I’ve always been drawn to the Datomic architecture and its “too good to be true” features. I’ve played around with Datomic for a few years now. I’ve mostly used it for toy projects, mostly as a vessel to learn Datalog. My main problem with Datomic is that even with the “free” offering it was weird and cumbersome to use. I am surprised to hear there is a lot of actual Production use. It seems to require so much buy-in from all stakeholders. I don’t want to dwell too much into the reasons to pick Datomic or not.
What certainly impressed me way more than I had expected is the Cloud offering that Cognitect has concocted. Being able to just press a button to get a fully managed and scalable storage system is quite cool but there is so much more under the hood.

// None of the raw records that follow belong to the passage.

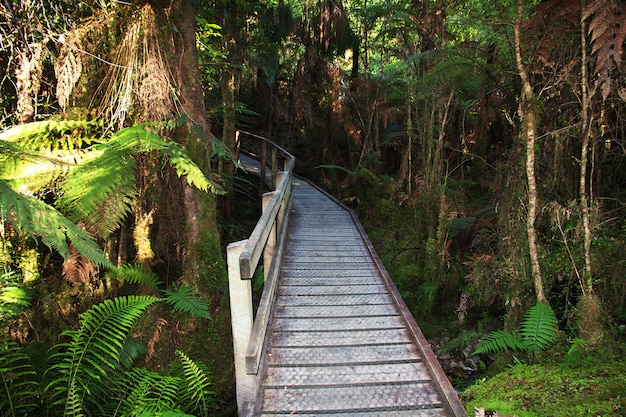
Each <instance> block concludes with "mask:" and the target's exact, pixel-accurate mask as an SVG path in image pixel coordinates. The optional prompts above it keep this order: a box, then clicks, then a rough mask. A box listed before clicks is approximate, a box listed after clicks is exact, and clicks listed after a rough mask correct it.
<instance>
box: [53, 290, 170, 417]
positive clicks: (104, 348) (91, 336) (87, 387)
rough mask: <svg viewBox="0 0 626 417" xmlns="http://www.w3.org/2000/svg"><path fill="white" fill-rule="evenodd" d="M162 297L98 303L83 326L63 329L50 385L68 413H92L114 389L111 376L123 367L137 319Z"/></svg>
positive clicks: (59, 400) (88, 315)
mask: <svg viewBox="0 0 626 417" xmlns="http://www.w3.org/2000/svg"><path fill="white" fill-rule="evenodd" d="M159 301H161V299H160V298H157V297H150V296H128V297H119V298H115V299H112V300H105V301H104V302H103V303H101V304H98V305H96V306H94V307H93V308H92V309H90V310H88V311H87V312H85V313H83V314H82V316H81V327H80V328H79V329H78V330H69V331H66V332H64V333H63V335H64V336H67V337H69V339H70V340H69V342H66V343H62V344H60V345H58V346H57V347H58V348H59V349H60V350H59V351H58V352H57V353H55V354H54V355H53V359H55V360H57V361H58V363H55V364H54V365H52V366H51V367H50V369H49V370H48V371H49V372H52V373H53V374H55V375H54V376H55V377H54V378H52V382H51V383H50V384H48V386H47V387H46V391H50V392H51V393H52V397H53V404H56V405H64V406H65V412H64V415H65V416H78V415H82V413H87V414H91V412H92V411H94V410H97V409H101V407H102V403H101V402H100V401H101V399H102V398H103V397H105V396H106V395H107V393H108V392H109V391H110V384H111V378H112V377H113V376H114V375H115V374H116V371H118V370H119V367H120V360H121V358H122V351H123V350H124V346H125V344H126V341H127V339H128V335H129V332H130V330H131V329H132V327H133V325H134V323H135V322H136V320H137V319H138V318H139V317H140V316H141V314H143V312H144V311H145V310H146V309H148V308H149V307H150V306H152V305H153V304H155V303H157V302H159Z"/></svg>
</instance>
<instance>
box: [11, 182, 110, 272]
mask: <svg viewBox="0 0 626 417" xmlns="http://www.w3.org/2000/svg"><path fill="white" fill-rule="evenodd" d="M0 216H1V217H2V218H3V220H4V221H6V222H8V223H10V224H12V225H13V227H15V229H17V230H18V231H24V232H26V233H28V234H30V235H33V236H38V237H40V238H41V240H42V242H43V243H44V244H45V245H46V246H48V247H49V248H51V249H54V250H56V251H58V252H59V253H60V254H61V256H63V258H68V257H70V255H71V254H70V249H69V246H68V244H67V240H68V239H69V240H70V241H71V242H72V243H73V244H74V246H75V247H76V250H78V252H80V254H81V255H83V256H84V257H85V258H87V259H88V260H90V261H92V262H94V263H96V264H97V265H100V266H103V267H106V268H114V266H113V264H112V263H111V262H110V261H109V260H108V258H107V257H106V256H105V255H104V253H103V252H102V249H100V247H99V246H98V245H97V244H96V242H95V241H94V238H93V237H92V236H91V235H90V234H89V233H87V232H86V231H85V230H83V229H81V228H80V227H78V226H77V225H76V224H74V223H73V222H72V221H71V220H69V219H68V218H66V217H65V216H63V215H62V214H61V213H59V212H58V211H57V210H56V209H54V208H53V207H51V206H49V205H47V204H45V203H44V202H43V201H40V200H37V199H36V198H33V197H28V196H25V195H21V194H19V193H17V192H15V191H13V190H12V189H11V188H10V187H9V186H8V185H7V184H6V183H5V182H4V181H0Z"/></svg>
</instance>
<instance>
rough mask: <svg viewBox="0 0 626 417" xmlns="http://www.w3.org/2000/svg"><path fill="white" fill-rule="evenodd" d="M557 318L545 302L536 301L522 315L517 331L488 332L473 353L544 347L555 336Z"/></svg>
mask: <svg viewBox="0 0 626 417" xmlns="http://www.w3.org/2000/svg"><path fill="white" fill-rule="evenodd" d="M557 330H558V325H557V320H556V317H555V315H554V311H553V310H552V308H551V307H550V306H549V305H548V304H545V303H537V304H535V306H533V307H532V308H531V309H530V310H529V311H528V312H527V313H526V315H525V316H524V319H523V320H522V324H521V327H520V331H519V332H508V331H504V330H496V331H493V332H490V333H489V334H487V336H485V338H484V339H483V340H482V341H481V342H480V345H478V348H477V349H476V350H475V351H474V353H473V354H474V355H478V354H481V353H486V352H491V353H498V352H502V351H507V350H520V351H525V352H533V353H534V352H537V351H539V350H541V349H545V348H546V347H547V346H548V345H549V344H550V343H552V341H553V340H554V337H555V336H556V332H557Z"/></svg>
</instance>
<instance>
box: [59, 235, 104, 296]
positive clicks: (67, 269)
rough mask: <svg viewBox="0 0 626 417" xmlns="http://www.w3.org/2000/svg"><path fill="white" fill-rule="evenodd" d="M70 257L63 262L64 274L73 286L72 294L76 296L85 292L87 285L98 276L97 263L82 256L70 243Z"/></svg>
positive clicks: (70, 283)
mask: <svg viewBox="0 0 626 417" xmlns="http://www.w3.org/2000/svg"><path fill="white" fill-rule="evenodd" d="M69 247H70V257H68V258H67V259H65V261H64V262H63V270H62V275H63V277H64V278H65V279H66V280H67V282H68V283H69V284H70V285H71V286H72V289H71V291H70V295H73V296H76V295H79V294H81V293H83V292H84V289H85V286H86V285H89V284H90V283H91V281H92V279H93V278H94V277H95V276H96V273H97V270H96V267H95V265H94V264H93V263H92V262H90V261H89V260H88V259H87V258H85V257H84V256H82V255H81V254H80V252H78V250H76V248H75V247H74V245H73V244H71V243H70V245H69Z"/></svg>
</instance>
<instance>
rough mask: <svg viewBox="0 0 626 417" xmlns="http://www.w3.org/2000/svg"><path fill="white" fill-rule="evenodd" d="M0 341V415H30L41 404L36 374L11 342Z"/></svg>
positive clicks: (29, 365)
mask: <svg viewBox="0 0 626 417" xmlns="http://www.w3.org/2000/svg"><path fill="white" fill-rule="evenodd" d="M0 340H1V342H2V344H1V345H0V382H1V385H0V393H1V394H0V415H2V416H7V417H8V416H12V417H13V416H24V415H30V414H31V413H32V412H33V411H34V410H35V409H36V408H37V407H38V406H39V405H40V402H41V400H40V398H39V397H40V395H41V392H40V389H39V383H38V382H37V373H36V372H35V368H34V367H33V366H32V364H31V362H30V358H29V357H28V356H27V355H26V354H24V353H23V352H22V350H21V349H20V348H19V347H18V346H17V345H16V344H15V343H14V342H13V341H9V340H5V339H4V338H3V339H0Z"/></svg>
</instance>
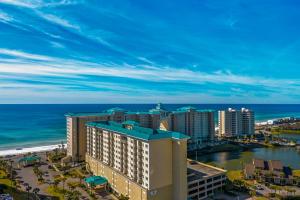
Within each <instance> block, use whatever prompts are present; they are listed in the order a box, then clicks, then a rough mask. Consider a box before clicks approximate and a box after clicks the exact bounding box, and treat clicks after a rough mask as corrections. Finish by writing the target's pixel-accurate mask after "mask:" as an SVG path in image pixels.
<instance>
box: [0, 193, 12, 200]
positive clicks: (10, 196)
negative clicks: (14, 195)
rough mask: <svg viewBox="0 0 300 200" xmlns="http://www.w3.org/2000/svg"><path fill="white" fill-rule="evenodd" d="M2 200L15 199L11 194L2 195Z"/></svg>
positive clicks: (0, 197)
mask: <svg viewBox="0 0 300 200" xmlns="http://www.w3.org/2000/svg"><path fill="white" fill-rule="evenodd" d="M0 200H13V197H12V196H10V195H9V194H0Z"/></svg>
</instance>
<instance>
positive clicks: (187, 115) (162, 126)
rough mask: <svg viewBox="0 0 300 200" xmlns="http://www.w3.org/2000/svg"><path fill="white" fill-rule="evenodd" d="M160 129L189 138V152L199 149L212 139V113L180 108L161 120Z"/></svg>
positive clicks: (210, 112) (188, 147)
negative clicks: (173, 131) (186, 136)
mask: <svg viewBox="0 0 300 200" xmlns="http://www.w3.org/2000/svg"><path fill="white" fill-rule="evenodd" d="M160 128H161V129H162V130H169V131H176V132H180V133H184V134H186V135H188V136H190V138H191V139H190V140H189V142H188V149H189V150H193V149H197V148H201V147H203V146H205V145H206V144H207V143H208V142H210V141H211V140H213V139H214V135H215V125H214V111H212V110H197V109H196V108H194V107H182V108H179V109H177V110H176V111H173V112H171V113H170V114H169V115H168V116H167V117H166V118H164V119H163V120H161V124H160Z"/></svg>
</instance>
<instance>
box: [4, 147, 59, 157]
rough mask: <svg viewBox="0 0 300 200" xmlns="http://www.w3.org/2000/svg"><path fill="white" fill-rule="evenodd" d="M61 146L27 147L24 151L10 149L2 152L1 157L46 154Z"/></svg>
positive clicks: (18, 149) (21, 150)
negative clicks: (49, 151) (26, 153)
mask: <svg viewBox="0 0 300 200" xmlns="http://www.w3.org/2000/svg"><path fill="white" fill-rule="evenodd" d="M58 145H59V144H55V145H48V146H39V147H27V148H22V149H18V150H17V149H8V150H1V151H0V156H8V155H19V154H25V153H30V152H32V153H33V152H45V151H51V150H53V149H56V148H58V147H59V146H58Z"/></svg>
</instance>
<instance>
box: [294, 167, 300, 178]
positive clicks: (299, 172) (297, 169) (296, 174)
mask: <svg viewBox="0 0 300 200" xmlns="http://www.w3.org/2000/svg"><path fill="white" fill-rule="evenodd" d="M293 175H294V176H298V177H300V169H296V170H293Z"/></svg>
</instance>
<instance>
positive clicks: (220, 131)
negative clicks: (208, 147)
mask: <svg viewBox="0 0 300 200" xmlns="http://www.w3.org/2000/svg"><path fill="white" fill-rule="evenodd" d="M254 127H255V120H254V112H253V111H252V110H249V109H246V108H242V109H241V110H235V109H232V108H229V109H228V110H222V111H219V136H229V137H231V136H243V135H252V134H254V131H255V130H254Z"/></svg>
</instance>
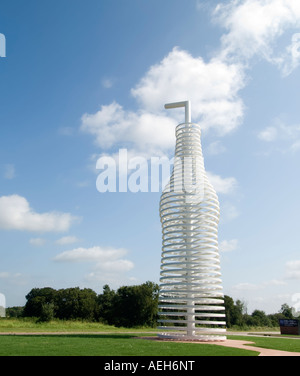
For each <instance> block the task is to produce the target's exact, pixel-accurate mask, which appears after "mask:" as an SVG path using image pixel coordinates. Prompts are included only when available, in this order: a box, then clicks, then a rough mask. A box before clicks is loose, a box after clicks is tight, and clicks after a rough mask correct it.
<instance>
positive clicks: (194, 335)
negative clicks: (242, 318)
mask: <svg viewBox="0 0 300 376" xmlns="http://www.w3.org/2000/svg"><path fill="white" fill-rule="evenodd" d="M157 336H158V338H159V339H163V340H170V341H186V342H191V341H192V342H217V341H218V342H219V341H226V340H227V337H226V336H224V335H210V334H201V335H193V336H189V335H184V334H177V333H158V334H157Z"/></svg>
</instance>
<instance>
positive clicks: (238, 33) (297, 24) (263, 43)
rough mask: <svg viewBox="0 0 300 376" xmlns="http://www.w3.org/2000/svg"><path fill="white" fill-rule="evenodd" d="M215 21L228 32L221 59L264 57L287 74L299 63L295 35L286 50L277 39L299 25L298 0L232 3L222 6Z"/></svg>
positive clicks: (239, 2)
mask: <svg viewBox="0 0 300 376" xmlns="http://www.w3.org/2000/svg"><path fill="white" fill-rule="evenodd" d="M213 15H214V19H215V21H216V22H218V23H219V24H221V25H222V26H223V27H225V28H226V29H227V30H228V33H227V34H224V35H223V36H222V39H221V41H222V49H221V52H220V56H221V57H222V59H234V60H236V59H244V61H245V62H248V61H249V59H251V58H252V57H254V56H255V55H256V56H259V57H263V58H264V59H266V60H267V61H269V62H270V63H272V64H276V65H277V66H278V67H279V68H280V69H281V70H282V73H283V74H284V75H287V74H290V73H291V72H292V70H293V69H294V68H296V67H297V66H298V64H299V53H298V47H299V44H298V39H297V35H296V36H295V34H294V35H293V36H292V42H291V45H290V46H287V47H286V48H285V49H284V50H283V51H282V50H280V49H279V47H278V39H279V38H280V37H281V36H282V35H283V34H284V33H285V32H286V31H287V30H289V29H293V28H294V29H296V28H299V26H300V3H299V1H297V0H243V1H237V0H232V1H230V2H229V3H225V4H219V5H218V6H217V7H216V8H215V10H214V13H213Z"/></svg>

The main thing I’d like to focus on is Ions. Ions enables you to run Clojure services within your Datomic cluster and seamlessly integrate them through AWS Lambda functions. It provides a full programming model and workflow to develop, deploy and integrate with Clojure-friendly tooling. I believe that Datomic Cloud + Ions delivers a really compelling development environment for new full-stack Clojure apps or even internal systems.
Chasing the Stream Processing Utopia by Kartik Paramasivam was a talk that I found very relevant to my work at Funding Circle. My team is building next generation apps for a better financial world and naturally stream processing is something we do. Not only do we use it as part of our stack but it’s quite central to our new architecture, allowing us to use Apache Kafka as our system of record.
This talk gave me a great overview of the challenges around stream processing centered around the Apache Samza framework. Paramasivam outlined the various streaming application patterns supported by Samza as well as challenges related to running these topologies in production and at scale. My main take-away was that stream processing is still very much the “wild west” of application programming paradigms. I see this reflected in our use of Kafka Streams and the Confluent Platform wherein we experience the same challenges outlined in this talk sans the massive scale LinkedIn operates at.
I’m excited for the future of stream processing and am happy to work in this field with fresh challenges and boundaries that need pushing. Whether you’re just curious about stream processing or are already “knee deep” this is a good talk for you!